Les résultats nécessitent encore une analyse approfondie. Les scientifiques ont collecté des échantillons de sédiments, d’eau et de matière biologique près des conteneurs, qu’ils comparent désormais à des habitats naturels voisins. La prochaine phase de la recherche portera sur des analyses en laboratoire, pour déterminer sur quelle distance la matière s’est propagée et si elle pénètre la faune des grands fonds marins.
Les plongées du Nautile s’appuient sur les travaux menés en 2025 par le robot sous-marin autonome Ulyx, qui a cartographié la zone à l’aide d’un sonar haute résolution. Cette campagne a permis d’identifier 3 355 conteneurs, de collecter 5 000 litres d’échantillons d’eau, de prélever 345 carottes de sédiments et de récolter des échantillons issus de 34 spécimens de poissons et crustacés, selon les données officielles de NODSSUM. Ce travail a aidé les scientifiques à choisir les zones ciblées par les plongées rapprochées.
Javier Escartin, géophysicien et codirecteur de la mission avec l’ingénieur de recherche Patrick Chardon, explique que le robot utilise des systèmes sonar pour cartographier de grandes zones et détecter où se trouvent les barils.
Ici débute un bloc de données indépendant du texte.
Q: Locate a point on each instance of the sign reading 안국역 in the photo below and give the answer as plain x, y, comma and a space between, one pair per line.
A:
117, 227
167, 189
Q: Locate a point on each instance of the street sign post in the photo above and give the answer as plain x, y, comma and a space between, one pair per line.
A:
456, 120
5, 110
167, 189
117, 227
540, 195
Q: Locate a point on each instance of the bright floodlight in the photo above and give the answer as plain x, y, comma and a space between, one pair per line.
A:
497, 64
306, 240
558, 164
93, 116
Il s’approche aussi du fond marin pour prendre des photographies, ce qui permet d’évaluer l’état des barils et de planifier de nouvelles études, précise-t-il.
Avant ces expéditions, l’essentiel des recherches reposait sur l’observation à distance et la cartographie sous-marine. La dernière tentative de surveillance réussie remontait à 1984, quand le submersible français Epaulard avait photographié seulement six barils. Le site est resté sans surveillance pendant les quatre décennies suivantes.
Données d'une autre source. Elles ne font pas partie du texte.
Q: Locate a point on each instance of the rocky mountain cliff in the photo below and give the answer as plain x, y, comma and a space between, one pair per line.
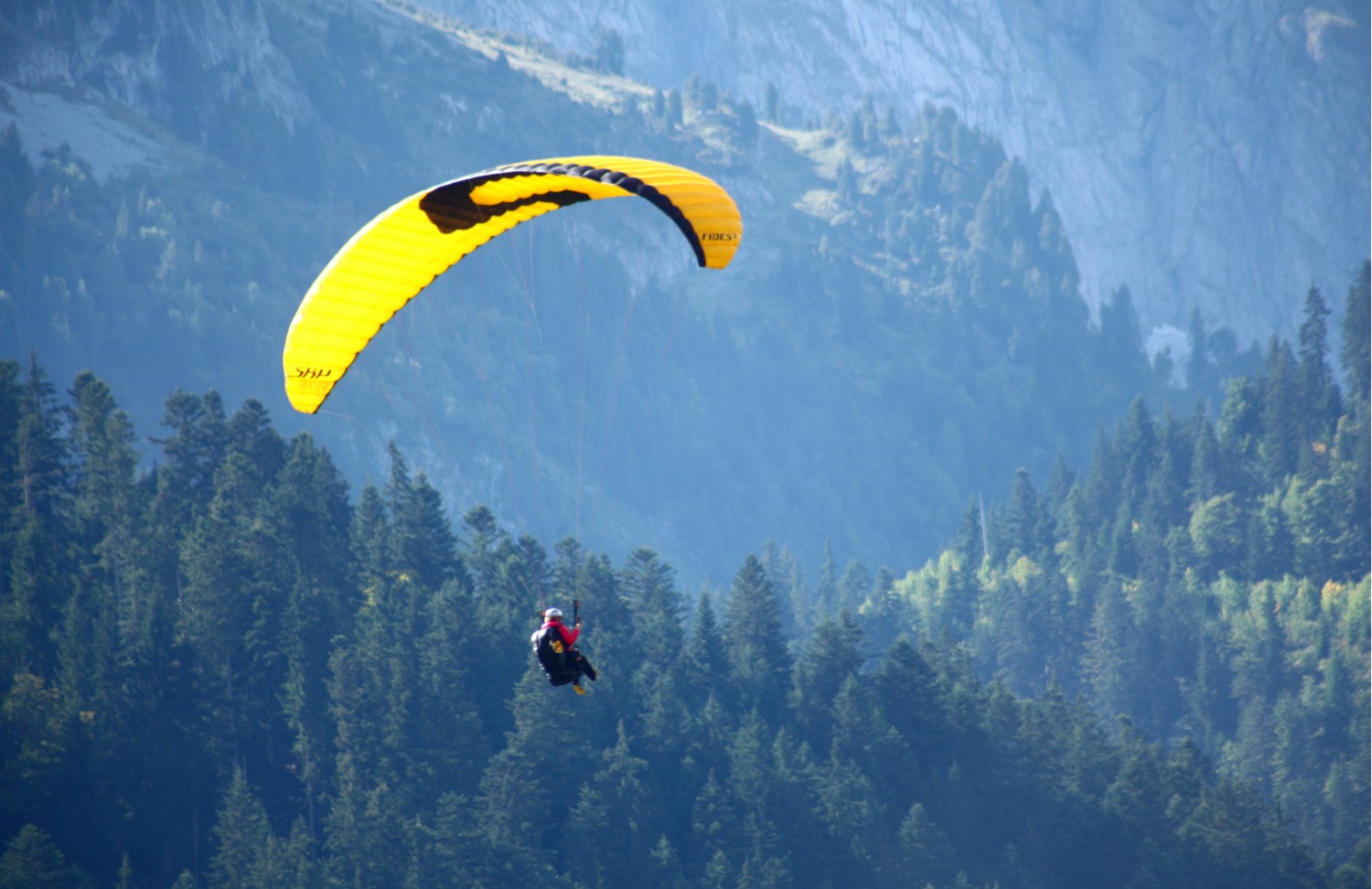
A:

Ces fûts appartiennent à une pratique plus large d’élimination de déchets radioactifs en Atlantique, utilisée par plusieurs pays durant l’après-guerre. Entre 1946 et 1990, quatorze pays européens ont déversé plus de 200 000 barils de déchets radioactifs dans l’océan, selon des archives historiques citées par le CNRS. La France seule en a immergé plus de 46 000 lors d’opérations menées en 1967 et 1969.
Les matrices de confinement, composées de béton et de bitume, avaient été conçues pour isoler les déchets pendant vingt ans seulement. Chaque conteneur a désormais dépassé cette date d’expiration. Les barils contiennent des matières radioactives de faible et moyenne activité, boues de traitement, métaux contaminés et équipements de laboratoire, immergés en eaux internationales entre 3 000 et 5 000 mètres de profondeur.
Ces conteneurs n’ont jamais été conçus pour rester intacts indéfiniment : la stratégie de l’époque prévoyait que les déchets soient progressivement relâchés et dilués dans l’océan sur de longues périodes.